Noting that Emmitt Smith might win the Rozelle Trophy as the game’s most valuable player, Enberg said: “For the first time, former commissioner Pete Rozelle is not in attendance at a Super Bowl. He and his wife Carrie are watching on television back at their home in Rancho Santa Fe, Calif.”
What’s become of Bob Costas? Isn’t he supposed to be NBC’s main man?
He sure didn’t appear to be on Sunday.
He was reduced to doing a taped interview with Jimmy Johnson and Jerry Jones during the pregame show and baby-sitting Mike Ditka and Joe Gibbs after the game.
Meanwhile, Jim Lampley was host of the two-hour pregame show and got to interview all the main principals after the game as well as monitor a call from President Clinton.
Costas didn’t even get to make a pregame prediction, as did just about everyone else on NBC’s staff.
Oh well, at least Costas will be NBC’s prime-time host of the 1996 Summer Olympics.
The piece Costas did with the Johnson and Jones indicated they were semi-lovey-dovey.
After it ran, Ditka came up with the line of the day: “If I didn’t know better I’d say one of them is lying, but since I know better I know both of them are lying.”
The postgame question that begged to be asked of Buffalo Coach Marv Levy was: “What happened to Thurman Thomas, was he injured or was he pulled from the game?”

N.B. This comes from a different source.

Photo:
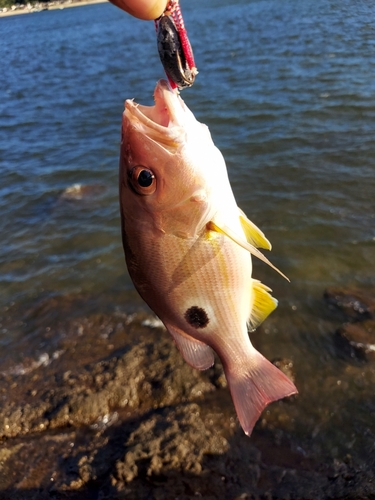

It was mentioned during the game that Thomas had leg cramps, but the question still needed to be asked. O.J. Simpson didn’t ask it.
However, Simpson did two nice pregame pieces--one with the Cowboys’ Leon Lett, who at first was so nervous about doing the interview he wouldn’t answer his hotel-room door, and another with the Bills’ Bruce Smith, who talked about his concern for his father, who is suffering from emphysema, has a pacemaker and has lost most of his eyesight.
Best pregame piece was the one on the New York Jets’ victory over the Baltimore Colts in Super Bowl III. Second best was the one on the Minnesota Vikings, 0-4 in Super Bowls.
Ahmad Rashad, the former Viking wide receiver who did the piece, made the point of the day: “If the Bills fall behind, it’s over. They’ll be saying to themselves, ‘Here we go again.’ ”
The biggest snafu of the day didn’t belong to NBC. It belonged to ABC, which didn’t schedule enough time between the Senior Skins golf and its regional college basketball telecasts.
A sudden death is fairly common in skins play, and Sunday was no exception. So ABC didn’t join the UCLA-California game until 11:28 remained in the first half.
Making things doubly bad, it left the golf after the first sudden-death hole even though the final skin wasn’t decided until the fourth.
Arnold Palmer dropped out on that first hole, thus clinching the overall money title for Raymond Floyd, and ABC used that as an excuse to cut away.
But missing the start of Sunday’s UCLA game wasn’t as bad as what Prime Ticket did on Thursday night. First of all, the Bruins’ game against Stanford was delayed. Then Prime Ticket didn’t begin showing it until after 11 p.m., more than half an hour later than the listed starting time.
But the worst thing was giving the score without warning viewers who didn’t want to know it. Prime Ticket should have known better.